Cette réunion a eu lieu le 18 juin, les résultats des différentes évaluations de la sensibilité au changement climatique des 6 fermes pilotes espagnoles en grande culture (céréales, légumes et oléagineux) ont été présentés.

En se basant sur ces évaluations, nous avons présenté aux agriculteurs les informations sur les mesures d’adaptation qu’il serait possible de mettre en place dans les prochains mois. Durant la journée les agriculteurs ont débattu des mesures et solutions potentielles pour obtenir des fermes plus résilientes.

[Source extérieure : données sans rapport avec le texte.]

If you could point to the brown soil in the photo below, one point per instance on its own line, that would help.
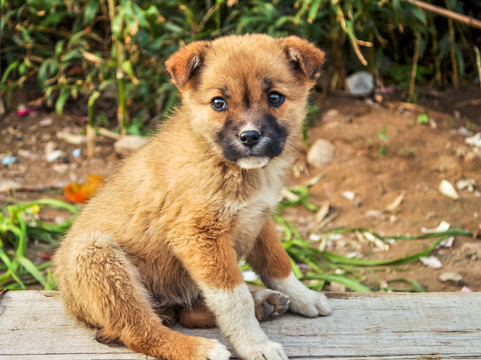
(418, 158)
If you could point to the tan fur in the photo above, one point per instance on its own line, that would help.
(177, 216)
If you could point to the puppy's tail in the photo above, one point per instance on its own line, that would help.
(100, 285)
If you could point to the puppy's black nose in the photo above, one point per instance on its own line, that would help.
(250, 137)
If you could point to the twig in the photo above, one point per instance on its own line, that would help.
(3, 292)
(478, 63)
(468, 20)
(472, 102)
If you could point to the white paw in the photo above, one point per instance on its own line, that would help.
(265, 351)
(310, 304)
(218, 352)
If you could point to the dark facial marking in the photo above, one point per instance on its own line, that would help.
(246, 95)
(266, 85)
(270, 144)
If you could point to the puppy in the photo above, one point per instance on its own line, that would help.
(167, 231)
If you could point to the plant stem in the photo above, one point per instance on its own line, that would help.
(122, 116)
(468, 20)
(414, 68)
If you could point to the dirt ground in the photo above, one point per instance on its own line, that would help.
(381, 154)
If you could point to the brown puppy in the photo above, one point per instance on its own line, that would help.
(169, 228)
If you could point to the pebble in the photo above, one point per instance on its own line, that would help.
(129, 143)
(360, 83)
(335, 287)
(27, 154)
(321, 153)
(45, 122)
(447, 189)
(451, 276)
(6, 185)
(9, 160)
(432, 262)
(54, 155)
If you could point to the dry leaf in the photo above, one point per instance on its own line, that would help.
(80, 193)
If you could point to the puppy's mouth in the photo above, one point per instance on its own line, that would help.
(252, 146)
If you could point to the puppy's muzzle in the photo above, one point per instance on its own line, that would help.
(250, 138)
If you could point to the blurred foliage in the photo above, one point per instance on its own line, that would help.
(75, 48)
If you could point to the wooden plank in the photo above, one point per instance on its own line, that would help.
(429, 326)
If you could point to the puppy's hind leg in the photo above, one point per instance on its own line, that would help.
(104, 288)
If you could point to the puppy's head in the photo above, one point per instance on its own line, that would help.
(246, 94)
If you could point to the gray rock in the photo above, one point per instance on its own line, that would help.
(321, 153)
(451, 276)
(129, 144)
(6, 185)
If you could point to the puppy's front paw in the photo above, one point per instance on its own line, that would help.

Les principales conclusions ont été que les cultures céréalières sont très sensible au changement climatique non seulement à cause du manque d’eau à venir mais aussi à cause de l’augmentation des futures températures. Les principaux indicateurs agro-climatiques qui affectent les céréales sont les vagues de chaleur de fin avril/début mai, période où les températures montent jusqu’à 30°C durant 2 jours d’affilé ou plus et affectent considérablement les rendements, cela provoque un rabattement du grain pendant sa période de remplissage. Concernant les oléagineux, comme le tournesol, bien que ce soit une culture plus adaptée aux périodes de sécheresses, ils sont tout de même affectés par l’augmentation des températures. Le stress thermique engendrera une baisse des rendements à cause de l’impact sur la phase de floraison et l’engraissement des conduits. D’un autre côté, même si le tournesol a une bonne résistance au stress hydrique comme il est capable de tenir ses stomates ouvertes pendant un long moment, il a besoin d’une grande accumulation d’eau de pluie entre avril et août pour un meilleur rendement. Par conséquent, le tournesol est très sensible au changement climatique, mais tout de même moins que les céréales. Concernant les cultures fourragères,  même si l’impact le plus important viendra du stress thermique en mai, les pluies intenses de printemps ou après le semis de novembre peuvent également avoir un impact  sur ces cultures. En principe, les fourrages sont assez résistants aux changement climatique.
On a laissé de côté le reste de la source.